Divertido, desde que você saiba onde está caminhando é claro.
Dito de outra forma e respondendo sempre à pergunta que nunca se cala depois de uma Review / Análise; Hellraiser é bom? Em sua diversão, Hellraiser se sobressai como o segundo melhor filme da franquia do Cabeça de Prego e da Configuração dos Lamentos. O retorno sanguinário em doses homeopáticas, com o bom senso de uma trilha sonora e da imponência dos Cenobitas trazem aquele toque original que meteu medo em uma galera em 1987. Uma nova roupagem em um antigo clássico que conseguiu ser modificado sem perder a essência. Mesmo é claro que seus pontos negativos sejam evidentes. No entanto, no frigir dos ovos e com direito a muito chibatada, Hellraiser é interessante para os fãs do gênero e que curtem sangue na tela. Talvez não seja para todos os públicos já que algumas cenas são realmente angustiantes. Fica a dica aqui no Guariento Portal.
Números
Hellraiser (2022)
Trazendo de volta os Cenobitas e sua eterna busca pelas imensidões inexploráveis da dor e do prazer, Hellraiser, o reboot da franquia de terror mostra como ressuscitar uma série decadente. Com direito a muitas correntes e sangue na tela, a Configuração dos Lamentos e Pinhead tem um retorno que deixa marcas para o futuro... Que esperamos seja melhor que seu passado.
PRÓS
- Os cenobitas retornam com uma mitologia ainda melhor, e são assustadores por natureza.
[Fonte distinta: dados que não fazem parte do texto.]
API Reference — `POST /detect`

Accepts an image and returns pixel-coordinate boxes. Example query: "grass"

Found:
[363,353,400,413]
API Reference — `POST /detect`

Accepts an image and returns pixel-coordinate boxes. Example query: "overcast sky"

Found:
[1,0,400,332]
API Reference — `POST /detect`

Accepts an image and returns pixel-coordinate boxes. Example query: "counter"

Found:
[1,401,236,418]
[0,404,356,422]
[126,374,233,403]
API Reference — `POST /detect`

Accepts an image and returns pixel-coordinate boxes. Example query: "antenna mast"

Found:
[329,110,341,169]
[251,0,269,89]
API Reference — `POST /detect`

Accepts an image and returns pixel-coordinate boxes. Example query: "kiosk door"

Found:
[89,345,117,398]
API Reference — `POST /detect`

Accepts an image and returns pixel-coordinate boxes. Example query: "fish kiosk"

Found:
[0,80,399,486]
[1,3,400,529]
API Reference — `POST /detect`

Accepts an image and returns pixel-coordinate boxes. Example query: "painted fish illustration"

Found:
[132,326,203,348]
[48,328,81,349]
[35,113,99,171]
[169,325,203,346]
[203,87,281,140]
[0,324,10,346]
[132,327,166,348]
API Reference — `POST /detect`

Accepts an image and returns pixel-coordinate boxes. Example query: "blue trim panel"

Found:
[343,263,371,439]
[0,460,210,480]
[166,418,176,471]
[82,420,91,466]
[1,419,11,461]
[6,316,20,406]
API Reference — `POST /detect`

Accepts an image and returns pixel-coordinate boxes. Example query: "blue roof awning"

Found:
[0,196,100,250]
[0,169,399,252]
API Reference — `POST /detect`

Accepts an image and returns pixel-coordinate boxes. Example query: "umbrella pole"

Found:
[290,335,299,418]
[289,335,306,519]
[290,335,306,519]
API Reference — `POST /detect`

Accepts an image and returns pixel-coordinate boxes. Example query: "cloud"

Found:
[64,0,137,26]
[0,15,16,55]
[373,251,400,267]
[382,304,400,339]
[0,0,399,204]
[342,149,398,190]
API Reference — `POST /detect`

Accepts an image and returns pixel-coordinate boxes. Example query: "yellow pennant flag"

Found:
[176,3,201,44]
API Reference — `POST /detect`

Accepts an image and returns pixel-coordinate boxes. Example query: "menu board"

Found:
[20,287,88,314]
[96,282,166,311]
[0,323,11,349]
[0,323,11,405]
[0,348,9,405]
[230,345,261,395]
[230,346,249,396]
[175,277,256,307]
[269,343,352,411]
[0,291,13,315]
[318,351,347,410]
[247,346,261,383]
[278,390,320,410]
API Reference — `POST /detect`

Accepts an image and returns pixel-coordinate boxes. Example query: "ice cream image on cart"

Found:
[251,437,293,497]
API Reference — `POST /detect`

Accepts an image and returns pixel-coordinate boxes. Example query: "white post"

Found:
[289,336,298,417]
- Excelente uso de efeitos práticos e maquiagem. É sangue jorrando com muitas correntes sadomasoquistas como a série Hellraiser sempre foi.
- Trilha sonora arrepiante e o bom uso do silêncio nos momentos corretos, trazendo aquele frio na espinha.
- Boa direção trazendo planos escuros e tomadas de visão periférica, trazendo o gore mesmo através do segundo ato.
CONTRAS
- Plastificação dos Cenobitas deixam um pouco a desejar, pois algumas carnes ali presentes são bem falsificadas.
- Duas horas de filme para um roteiro como o deste filme é completamente desnecessário. Diminuiria os vales de narrativa.
- Roteiro só serve para passar o tempo e para dar sangue se sacrifício, nada demais. Nem mesmo os personagens nos fazem ter empatia.